Women with concerns about the presence of men who self-identify as women in their spaces are continually reminded that men who want to attack women will not be stopped by a prohibition on them using female spaces. The idea that women, who have to live with the constant knowledge of their vulnerability to male violence, do not understand this is simply astounding. Of course women know that the provision of single-sex facilities does not rule out assault. However, what it does is provide women with the power to police their spaces, to call out any men present and to expect authorities to act when men violate the rules. The astonishing number of men who argued that it was perfectly acceptable for a man to film himself masturbating in a toilet cubicle whilst at work is yet another reason why women need to be able to rely on single-sex spaces.
Women are also often told that abuse of self-identification does not and will not happen. Women with concerns are not claiming that all transwomen are sexual predators. They are concerned that some transwomen may be offenders, such as in this disturbing case in Scotland, or that men will take advantage of the inability of anyone to challenge their self-identification in order to gain access to women’s spaces. Men have joined the priesthood or become teachers in order to abuse, is it so difficult to imagine them uttering the words ‘I feel like a woman’ in order to insinuate themselves into women’s spaces?
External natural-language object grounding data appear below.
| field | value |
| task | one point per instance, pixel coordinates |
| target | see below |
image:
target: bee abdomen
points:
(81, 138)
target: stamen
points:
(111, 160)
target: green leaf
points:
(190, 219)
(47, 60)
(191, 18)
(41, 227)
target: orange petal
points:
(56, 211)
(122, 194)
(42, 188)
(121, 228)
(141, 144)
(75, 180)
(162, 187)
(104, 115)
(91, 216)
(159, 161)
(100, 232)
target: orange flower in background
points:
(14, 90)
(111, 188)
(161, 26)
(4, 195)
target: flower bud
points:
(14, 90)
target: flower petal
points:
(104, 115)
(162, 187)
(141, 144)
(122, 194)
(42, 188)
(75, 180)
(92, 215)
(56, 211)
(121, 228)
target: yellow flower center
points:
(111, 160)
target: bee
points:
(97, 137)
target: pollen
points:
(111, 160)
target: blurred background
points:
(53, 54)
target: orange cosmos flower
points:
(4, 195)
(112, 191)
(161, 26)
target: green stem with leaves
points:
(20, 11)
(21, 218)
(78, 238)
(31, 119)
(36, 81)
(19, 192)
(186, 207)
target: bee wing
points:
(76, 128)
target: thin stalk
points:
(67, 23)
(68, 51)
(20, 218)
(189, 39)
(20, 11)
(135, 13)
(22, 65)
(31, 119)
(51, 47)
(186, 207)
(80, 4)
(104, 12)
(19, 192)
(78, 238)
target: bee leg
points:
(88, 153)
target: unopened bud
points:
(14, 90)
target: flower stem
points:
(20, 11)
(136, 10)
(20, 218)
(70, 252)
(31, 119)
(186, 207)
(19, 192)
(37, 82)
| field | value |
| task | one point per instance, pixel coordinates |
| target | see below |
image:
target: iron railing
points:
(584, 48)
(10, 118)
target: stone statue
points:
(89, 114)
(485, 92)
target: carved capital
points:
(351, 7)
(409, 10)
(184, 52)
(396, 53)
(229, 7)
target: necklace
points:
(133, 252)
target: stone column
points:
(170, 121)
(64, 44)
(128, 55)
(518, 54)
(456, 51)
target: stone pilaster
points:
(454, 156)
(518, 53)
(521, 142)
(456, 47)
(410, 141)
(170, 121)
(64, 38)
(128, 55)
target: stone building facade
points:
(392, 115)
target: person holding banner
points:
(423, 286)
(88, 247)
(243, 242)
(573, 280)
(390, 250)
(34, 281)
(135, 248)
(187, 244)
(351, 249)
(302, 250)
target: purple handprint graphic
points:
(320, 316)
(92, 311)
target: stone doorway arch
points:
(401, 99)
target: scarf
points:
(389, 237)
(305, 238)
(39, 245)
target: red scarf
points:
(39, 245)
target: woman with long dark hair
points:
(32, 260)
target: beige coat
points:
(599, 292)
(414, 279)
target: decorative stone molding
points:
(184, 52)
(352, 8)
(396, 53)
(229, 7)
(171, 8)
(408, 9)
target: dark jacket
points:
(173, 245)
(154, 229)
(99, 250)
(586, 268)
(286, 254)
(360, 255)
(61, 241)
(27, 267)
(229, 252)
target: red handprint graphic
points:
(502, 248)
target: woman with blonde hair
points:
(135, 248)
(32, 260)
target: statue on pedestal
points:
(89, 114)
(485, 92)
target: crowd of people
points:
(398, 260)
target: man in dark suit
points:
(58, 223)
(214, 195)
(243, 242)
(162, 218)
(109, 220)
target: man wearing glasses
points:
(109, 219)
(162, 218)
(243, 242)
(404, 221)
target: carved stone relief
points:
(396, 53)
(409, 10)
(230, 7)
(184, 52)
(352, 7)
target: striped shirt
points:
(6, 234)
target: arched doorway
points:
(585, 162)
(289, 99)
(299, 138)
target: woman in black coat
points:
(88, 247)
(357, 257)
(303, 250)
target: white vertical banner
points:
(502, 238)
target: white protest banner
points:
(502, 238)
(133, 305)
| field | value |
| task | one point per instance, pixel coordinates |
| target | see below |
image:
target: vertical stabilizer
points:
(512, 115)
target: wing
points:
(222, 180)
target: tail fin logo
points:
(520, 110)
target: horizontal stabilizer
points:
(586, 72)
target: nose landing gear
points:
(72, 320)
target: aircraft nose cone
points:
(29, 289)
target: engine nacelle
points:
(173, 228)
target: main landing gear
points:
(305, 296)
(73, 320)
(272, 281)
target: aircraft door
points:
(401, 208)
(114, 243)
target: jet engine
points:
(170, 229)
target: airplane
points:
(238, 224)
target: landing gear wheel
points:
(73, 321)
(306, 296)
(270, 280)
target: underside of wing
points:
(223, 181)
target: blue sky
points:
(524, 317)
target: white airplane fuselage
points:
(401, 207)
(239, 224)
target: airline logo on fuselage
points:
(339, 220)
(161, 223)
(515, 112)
Women’s public toilets are not just political in the twenty-first century. They have always been political. The failure to provide facilities in the Victorian period was partly a deliberate ploy to keep women out of public life. Similarly, in the present day, the thrust to remove women’s rights to single-sex spaces is in part a misogynistic pushback of women’s rights. Preventing women from challenging this assault on their rights with accusations of transphobia and threats of violence is bound to lead to some women, often already marginalised, feeling that they have no choice but to stop using public facilities such as toilets and changing rooms. This will again have the effect of confining women to the private sphere and keeping the public sphere for men and those men who identify as women. That this is considered acceptable collateral damage in the push for self-identification should be a wake-up call. Women’s rights and spaces were hard won by women, and they should not be sacrificed for men, no matter how they claim to feel.